While it’s great that the tech giant is continuing to refine its existing product line since the death of CEO Steve Jobs in 2011, it has failed to release anything that was truly game-changing — and this, in turn, has allowed its competition to start to edge the Cupertino, Calif., firm on the market.
By the end of the year, Android tablets will have gained the upper hand in market share over iPads, and according to consumer surveys, the same thing is happening in the world of smartphones as well.
It was inevitable, really.
Android and Windows devices can be produced by pretty much any company that wants to build one. Apple is just one company, and it’s the only one who produce Apple products.
The same is true of Blackberry, come to think of it.
Here’s the problem I have with Apple.
It makes good products. Apple has a great marketing team.
But it just don’t deserve the ridiculous adulation heaped upon it by Apple devotees.
Everything Apple does isn’t “new and innovative,” and while it has released game-changing products and pioneered interface design in the past, so has Google, and so has Microsoft, and more recently as well.
Apple’s latest mobile operating system, iOS 7, looks a whole lot like Android — an opinion, to be sure, but one shared by a lot of people.
Windows and Android tablets are more capable than their iPad counterparts — a fact, an indisputable one when you consider that a Windows-based tablet can actually run real programs and not just Apps, and Android allows its developers much more latitude when producing applications.

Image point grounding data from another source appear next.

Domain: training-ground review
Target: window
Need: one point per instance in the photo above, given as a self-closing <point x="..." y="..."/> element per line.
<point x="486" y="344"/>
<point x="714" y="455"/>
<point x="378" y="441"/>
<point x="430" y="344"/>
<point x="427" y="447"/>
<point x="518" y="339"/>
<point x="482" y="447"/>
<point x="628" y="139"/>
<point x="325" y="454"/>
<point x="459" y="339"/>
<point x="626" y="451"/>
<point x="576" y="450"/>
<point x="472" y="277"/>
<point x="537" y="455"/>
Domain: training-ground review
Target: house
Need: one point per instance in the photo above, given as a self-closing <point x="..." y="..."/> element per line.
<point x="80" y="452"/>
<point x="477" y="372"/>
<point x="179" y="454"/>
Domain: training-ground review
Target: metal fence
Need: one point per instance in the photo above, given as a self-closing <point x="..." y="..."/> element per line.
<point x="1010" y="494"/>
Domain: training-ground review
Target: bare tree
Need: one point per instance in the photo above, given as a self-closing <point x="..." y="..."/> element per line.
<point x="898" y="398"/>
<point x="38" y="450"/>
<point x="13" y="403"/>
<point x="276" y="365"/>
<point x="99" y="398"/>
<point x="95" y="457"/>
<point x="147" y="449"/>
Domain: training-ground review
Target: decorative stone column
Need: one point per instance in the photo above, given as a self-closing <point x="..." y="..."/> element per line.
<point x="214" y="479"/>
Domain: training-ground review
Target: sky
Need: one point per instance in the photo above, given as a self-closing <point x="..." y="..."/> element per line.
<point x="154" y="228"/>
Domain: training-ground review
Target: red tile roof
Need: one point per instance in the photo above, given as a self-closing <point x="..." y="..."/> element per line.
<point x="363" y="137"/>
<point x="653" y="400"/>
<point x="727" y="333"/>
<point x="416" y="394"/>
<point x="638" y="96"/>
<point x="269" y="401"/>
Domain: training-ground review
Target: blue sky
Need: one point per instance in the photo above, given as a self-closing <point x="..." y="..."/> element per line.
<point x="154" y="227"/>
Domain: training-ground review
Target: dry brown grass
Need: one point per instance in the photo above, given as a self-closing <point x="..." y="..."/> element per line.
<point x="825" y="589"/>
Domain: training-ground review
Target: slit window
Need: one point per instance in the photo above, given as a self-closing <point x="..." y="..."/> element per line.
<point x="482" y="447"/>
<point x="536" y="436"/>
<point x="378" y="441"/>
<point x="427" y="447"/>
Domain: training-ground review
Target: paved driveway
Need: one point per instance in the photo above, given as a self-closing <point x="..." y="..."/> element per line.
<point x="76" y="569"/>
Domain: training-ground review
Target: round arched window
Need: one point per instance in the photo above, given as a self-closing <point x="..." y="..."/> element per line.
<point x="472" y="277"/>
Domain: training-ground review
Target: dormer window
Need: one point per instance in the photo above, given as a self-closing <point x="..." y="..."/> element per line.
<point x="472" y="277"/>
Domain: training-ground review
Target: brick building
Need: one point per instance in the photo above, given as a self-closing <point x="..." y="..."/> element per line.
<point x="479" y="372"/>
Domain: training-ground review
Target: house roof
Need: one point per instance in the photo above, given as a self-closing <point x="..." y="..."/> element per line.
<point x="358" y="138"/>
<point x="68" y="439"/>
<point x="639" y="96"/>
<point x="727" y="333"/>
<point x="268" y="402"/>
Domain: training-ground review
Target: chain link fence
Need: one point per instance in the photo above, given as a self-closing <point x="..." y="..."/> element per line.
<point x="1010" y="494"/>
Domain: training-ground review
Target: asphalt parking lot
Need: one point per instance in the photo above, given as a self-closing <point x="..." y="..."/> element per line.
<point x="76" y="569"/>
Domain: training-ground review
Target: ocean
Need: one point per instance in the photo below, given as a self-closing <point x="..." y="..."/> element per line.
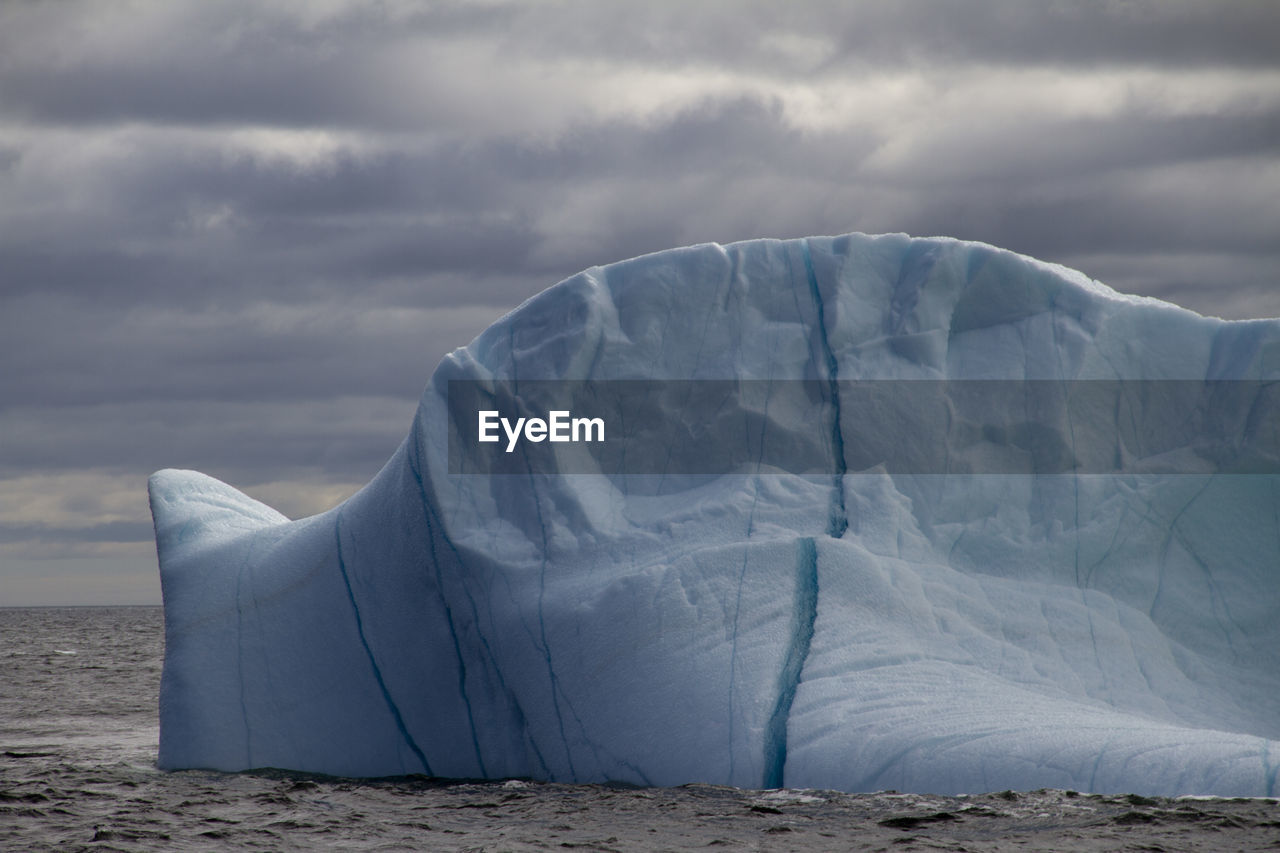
<point x="78" y="734"/>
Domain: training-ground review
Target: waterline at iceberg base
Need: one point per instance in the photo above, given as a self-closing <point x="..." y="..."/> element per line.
<point x="854" y="626"/>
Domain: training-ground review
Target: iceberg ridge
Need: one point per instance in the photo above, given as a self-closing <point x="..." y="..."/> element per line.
<point x="929" y="624"/>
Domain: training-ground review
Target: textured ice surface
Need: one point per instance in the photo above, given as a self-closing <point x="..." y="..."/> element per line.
<point x="855" y="630"/>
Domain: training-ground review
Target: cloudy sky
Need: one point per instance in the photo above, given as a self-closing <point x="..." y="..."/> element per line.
<point x="237" y="236"/>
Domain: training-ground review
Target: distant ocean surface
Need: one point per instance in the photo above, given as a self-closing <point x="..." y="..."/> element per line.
<point x="78" y="734"/>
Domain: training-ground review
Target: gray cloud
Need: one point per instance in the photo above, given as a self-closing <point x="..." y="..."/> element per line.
<point x="238" y="237"/>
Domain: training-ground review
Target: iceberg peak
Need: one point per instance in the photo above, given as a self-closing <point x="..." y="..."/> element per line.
<point x="865" y="512"/>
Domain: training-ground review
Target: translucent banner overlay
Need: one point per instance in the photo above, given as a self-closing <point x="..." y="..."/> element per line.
<point x="904" y="427"/>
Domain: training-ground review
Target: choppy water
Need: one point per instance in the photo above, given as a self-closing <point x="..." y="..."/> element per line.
<point x="78" y="733"/>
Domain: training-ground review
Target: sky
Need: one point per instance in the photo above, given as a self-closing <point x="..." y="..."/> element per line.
<point x="238" y="236"/>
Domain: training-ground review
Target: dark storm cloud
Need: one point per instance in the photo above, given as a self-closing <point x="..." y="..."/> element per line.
<point x="238" y="236"/>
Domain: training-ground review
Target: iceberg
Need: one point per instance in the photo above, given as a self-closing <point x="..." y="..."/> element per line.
<point x="799" y="556"/>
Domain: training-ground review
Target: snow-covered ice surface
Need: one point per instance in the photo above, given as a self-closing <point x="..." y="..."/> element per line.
<point x="853" y="630"/>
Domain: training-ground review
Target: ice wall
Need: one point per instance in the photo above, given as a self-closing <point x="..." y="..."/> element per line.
<point x="854" y="628"/>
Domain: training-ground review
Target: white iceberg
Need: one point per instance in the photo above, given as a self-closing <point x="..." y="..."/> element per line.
<point x="864" y="626"/>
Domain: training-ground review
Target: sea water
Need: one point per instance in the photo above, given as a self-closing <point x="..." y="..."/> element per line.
<point x="78" y="734"/>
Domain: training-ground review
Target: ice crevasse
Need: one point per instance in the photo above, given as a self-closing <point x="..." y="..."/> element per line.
<point x="856" y="628"/>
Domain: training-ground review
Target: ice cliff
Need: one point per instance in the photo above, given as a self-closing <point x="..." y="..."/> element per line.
<point x="926" y="625"/>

Macs aren’t better for design, or video or graphics editing anymore. They just aren’t. It may have been true in the past, but it isn’t now.
PCs with the same software, calibrated the same way, with the same hardware specifications, and the same input devices, will always produce identical output, usually for 1/3 to 1/2 of the cost.
Apple fans will go back to the tired old saw of “Windows ripped off Mac,” but that’s a straw man. Modern Apple computers run an operating system that is based on Unix, and they run on Intel processors. There’s nothing special or unique there.
They claim to be “pro-sumer” — that is consumer oriented (but that’s in the eye of the beholder) — is purely subjective.
For a company like Apple, innovation is key. Releasing incremental improvements of already existing products just isn’t good enough to allow it to maintain a dominant position. And while Apple may remain successful as a business unit, its days as a byword for tablets and smartphones are over.